A student solution to a given design problem is the equivalent of a single simulation in which an extensive amount of personal energy is needed to generate a design solution slowly. The emerging computer technology may finally allow the testing of a designer’s assumptions in a rigorous and comprehensive way in studio, before a building gets built. Computer simulation will allow testing of ideas about form, structure, environment and behavior in the laboratory or studio, with correction of observable mistakes prior to construction. As a result architecture classes in the future might become very experimental, with more trial and error built into the curriculum. Students might take fewer classes, but spend more concentrated time in those they do take. At the least the emerging technology offers the serious use of a scientific method in architectural education.

The new computers may cause a change in the profile of a department’s faculty, by making it less necessary for every department to have its own resident expert in structures, controls, construction, pro practice and even in design. The widespread availability of expert systems throughout the construction industry will tend to raise the general level of competence for each of its players. Construction technology, formal organization, and historical precedent will be better understood by a wider audience than it is today. Students will have a better understanding of structures, materials, construction, environmental controls, and detailing than is currently possible.

It is likely that the integration of the traditional support areas into the design studio will make it necessary for design faculty to be more knowledgeable about architecture. Students will simply know too much to allow faculty members to maintain the illusion of superior knowledge. As we tried to describe in the scenarios, TABLET and its expert systems are likely to move the discussion of student design work away from the questions of technique (how to do it) into discussions of values (why do it). In those instances faculty members will need more general knowledge of philosophy and ethics, history and literature, of Socratic Method, in order to focus the discussion.

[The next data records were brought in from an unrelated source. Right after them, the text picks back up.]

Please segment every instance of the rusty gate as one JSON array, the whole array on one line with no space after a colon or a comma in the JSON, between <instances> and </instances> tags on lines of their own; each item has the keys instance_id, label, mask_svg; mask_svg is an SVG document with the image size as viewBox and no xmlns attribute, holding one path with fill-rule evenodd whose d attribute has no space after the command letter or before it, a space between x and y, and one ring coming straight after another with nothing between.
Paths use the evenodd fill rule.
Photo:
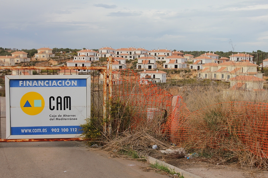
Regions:
<instances>
[{"instance_id":1,"label":"rusty gate","mask_svg":"<svg viewBox=\"0 0 268 178\"><path fill-rule=\"evenodd\" d=\"M107 58L107 61L113 60L111 57ZM112 62L110 62L111 64ZM111 65L109 68L111 69ZM5 90L5 76L14 75L91 75L91 110L94 117L102 118L104 121L110 118L107 114L107 106L112 98L112 72L110 70L107 74L107 68L105 66L0 66L0 142L23 142L70 141L83 139L82 138L49 139L6 139ZM108 77L109 82L107 78ZM107 88L109 86L109 98L107 99ZM110 105L108 109L110 108ZM108 112L109 113L109 112ZM104 122L103 132L105 134L110 134L110 124Z\"/></svg>"}]
</instances>

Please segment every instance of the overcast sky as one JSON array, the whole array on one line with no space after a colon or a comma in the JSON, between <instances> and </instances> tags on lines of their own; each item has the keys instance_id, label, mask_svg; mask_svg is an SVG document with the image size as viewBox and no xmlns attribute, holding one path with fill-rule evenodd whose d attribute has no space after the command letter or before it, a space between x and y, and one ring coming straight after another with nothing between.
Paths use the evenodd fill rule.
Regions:
<instances>
[{"instance_id":1,"label":"overcast sky","mask_svg":"<svg viewBox=\"0 0 268 178\"><path fill-rule=\"evenodd\" d=\"M267 0L1 1L0 47L268 52Z\"/></svg>"}]
</instances>

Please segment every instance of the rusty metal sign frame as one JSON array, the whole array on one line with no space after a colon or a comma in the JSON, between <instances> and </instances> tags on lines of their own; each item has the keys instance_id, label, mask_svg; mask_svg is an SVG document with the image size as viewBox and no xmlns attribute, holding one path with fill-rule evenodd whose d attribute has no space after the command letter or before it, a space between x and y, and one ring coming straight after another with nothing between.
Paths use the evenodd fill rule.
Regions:
<instances>
[{"instance_id":1,"label":"rusty metal sign frame","mask_svg":"<svg viewBox=\"0 0 268 178\"><path fill-rule=\"evenodd\" d=\"M109 59L112 60L112 58L111 57L110 58L109 58ZM111 64L111 62L110 62ZM109 68L111 69L111 65L110 65L110 68L109 66ZM105 121L108 117L109 118L111 117L110 114L110 112L108 113L109 116L107 117L107 67L104 66L91 66L91 67L71 67L71 66L0 66L0 70L70 70L70 73L71 73L71 70L98 70L99 72L103 75L103 121L104 121L104 128L103 131L105 134L107 134L106 131L106 129L104 127L106 127L106 124L105 123ZM109 79L110 79L110 81L109 81L109 84L110 85L109 85L109 98L111 100L111 94L112 94L112 72L111 70L110 70L110 72L109 74ZM110 102L111 101L110 101ZM111 107L110 104L109 104L109 109ZM110 121L109 120L109 124L110 124ZM1 123L0 123L1 125ZM0 128L1 129L1 128ZM108 134L111 134L110 131L110 129L109 129ZM3 139L0 138L0 142L47 142L47 141L79 141L83 140L83 138L59 138L59 139Z\"/></svg>"}]
</instances>

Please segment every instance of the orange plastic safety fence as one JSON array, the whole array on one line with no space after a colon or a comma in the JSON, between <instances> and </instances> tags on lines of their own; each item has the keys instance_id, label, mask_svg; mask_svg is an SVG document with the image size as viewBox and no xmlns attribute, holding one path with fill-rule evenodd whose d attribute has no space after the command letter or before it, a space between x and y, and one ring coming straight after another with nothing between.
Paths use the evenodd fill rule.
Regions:
<instances>
[{"instance_id":1,"label":"orange plastic safety fence","mask_svg":"<svg viewBox=\"0 0 268 178\"><path fill-rule=\"evenodd\" d=\"M113 106L123 106L116 108L118 112L113 112L114 122L124 115L119 113L124 112L131 116L132 129L141 124L161 127L171 114L172 95L159 87L153 79L142 77L136 71L122 70L113 72Z\"/></svg>"},{"instance_id":2,"label":"orange plastic safety fence","mask_svg":"<svg viewBox=\"0 0 268 178\"><path fill-rule=\"evenodd\" d=\"M177 98L178 110L166 127L173 142L195 148L246 149L268 156L268 104L223 103L191 113Z\"/></svg>"}]
</instances>

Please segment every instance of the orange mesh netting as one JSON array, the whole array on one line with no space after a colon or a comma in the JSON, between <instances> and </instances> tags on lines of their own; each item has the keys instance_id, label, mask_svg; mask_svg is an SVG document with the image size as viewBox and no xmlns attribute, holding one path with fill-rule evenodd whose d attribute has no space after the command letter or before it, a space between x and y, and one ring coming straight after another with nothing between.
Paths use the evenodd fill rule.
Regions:
<instances>
[{"instance_id":1,"label":"orange mesh netting","mask_svg":"<svg viewBox=\"0 0 268 178\"><path fill-rule=\"evenodd\" d=\"M181 97L172 96L154 80L142 78L129 69L113 75L114 128L126 123L130 123L131 129L141 124L156 125L161 133L178 146L246 149L268 156L268 104L223 103L191 112ZM117 131L126 128L121 127Z\"/></svg>"}]
</instances>

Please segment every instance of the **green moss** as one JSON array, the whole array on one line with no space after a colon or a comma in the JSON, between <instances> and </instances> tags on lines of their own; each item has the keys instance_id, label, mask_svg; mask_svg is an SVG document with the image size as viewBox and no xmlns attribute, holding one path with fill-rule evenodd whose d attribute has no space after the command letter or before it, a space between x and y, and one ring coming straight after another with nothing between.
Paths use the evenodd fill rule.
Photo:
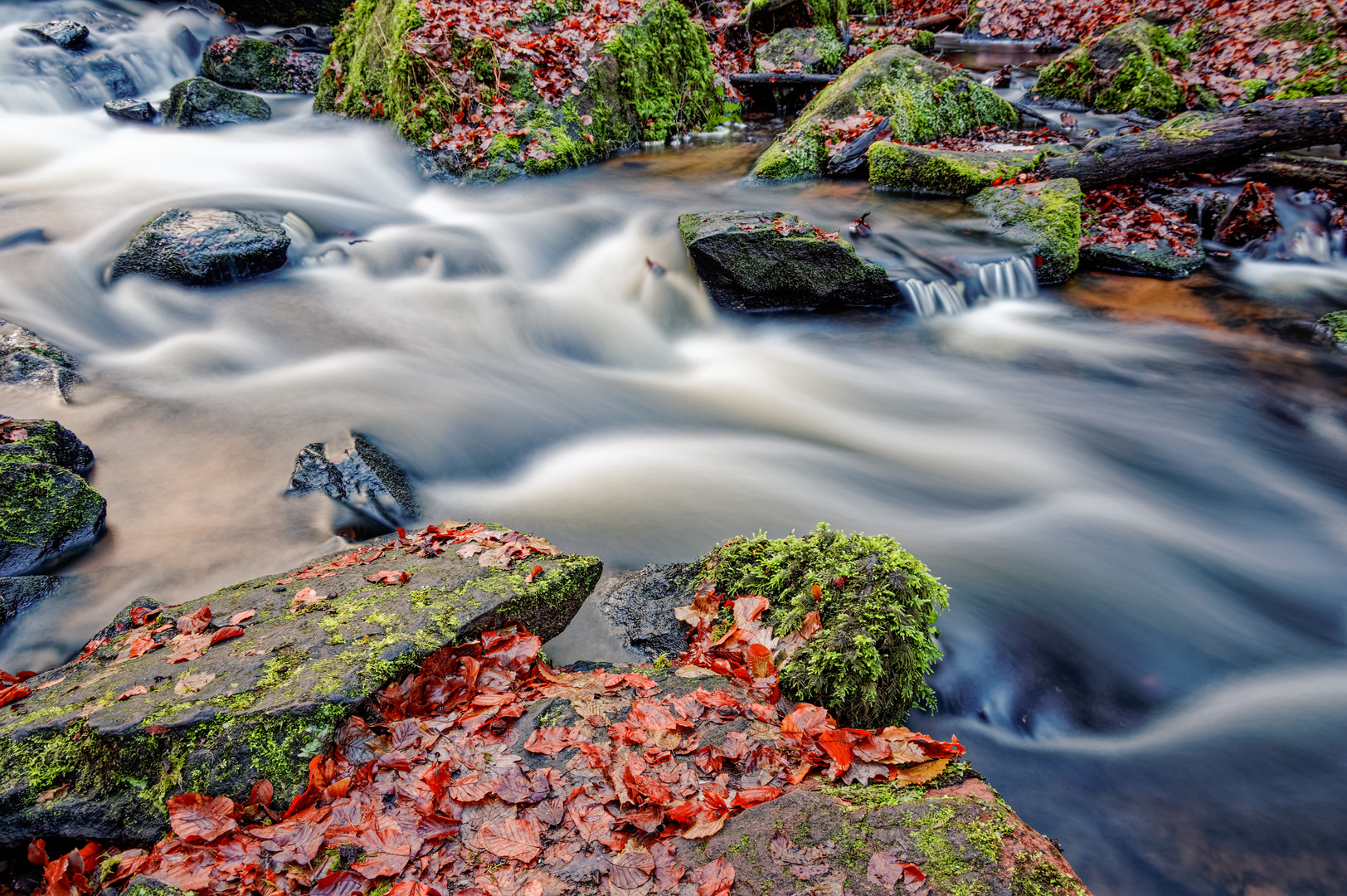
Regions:
<instances>
[{"instance_id":1,"label":"green moss","mask_svg":"<svg viewBox=\"0 0 1347 896\"><path fill-rule=\"evenodd\" d=\"M692 574L714 578L730 597L766 597L780 635L819 612L822 631L780 670L792 698L827 706L855 728L900 724L913 705L935 709L923 675L940 660L935 622L948 594L892 538L847 536L826 524L804 538L758 534L717 547Z\"/></svg>"}]
</instances>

It can be expected by the year 2000 that every faculty member will be using computers in their classrooms and studios on a daily basis. They won’t all have the same degree of proficiency, but they will all use the machines. By the turn of the century, design faculties are likely, of necessity, to be more facile with the computer than most support faculty. Instructors who teach at the introductory design levels will need to be the most proficient at demonstrating the technology and at assisting students in exploring its potential. However this will not be difficult because TABLET will place fewer obstacles between the users and the use to which they want to put the machine. Faculty members will be able to do their own programming because it will not be necessary to learn esoteric programming languages. It will only be necessary to describe clearly what one wants to do or knows in order to prepare sophisticated course material. In this sense TABLET becomes a tool for enhancing learning and for designing. This tractor for the creative mind may soon replace the slow plodding pace of hand drawing techniques in much the same way that tractors replaced the horse drawn plow. The foods that were grown and harvested may not have changed nor did the cycles of the seasons, but the methods of working changed and with it so did the scale of farming.

Finally, a cautionary note: If TABLET enables students to learn without faculty most of the time, there will be a real deterioration in the face to face discussions that are at the heart of an educational process. If the expert systems become so sophisticated that the profession also uses them, then it is quite possible that ordinary folks may also use them for individual purposes. Think of all the university extension programs that become possible, including courses like “Design your own house.” or “Plan your own office building.” Eventually there may not be a need for departments of architecture at all, just consultants who design ever more sophisticated expert systems. If you are under forty, and seeking security in teaching, beware. Change is in the wind.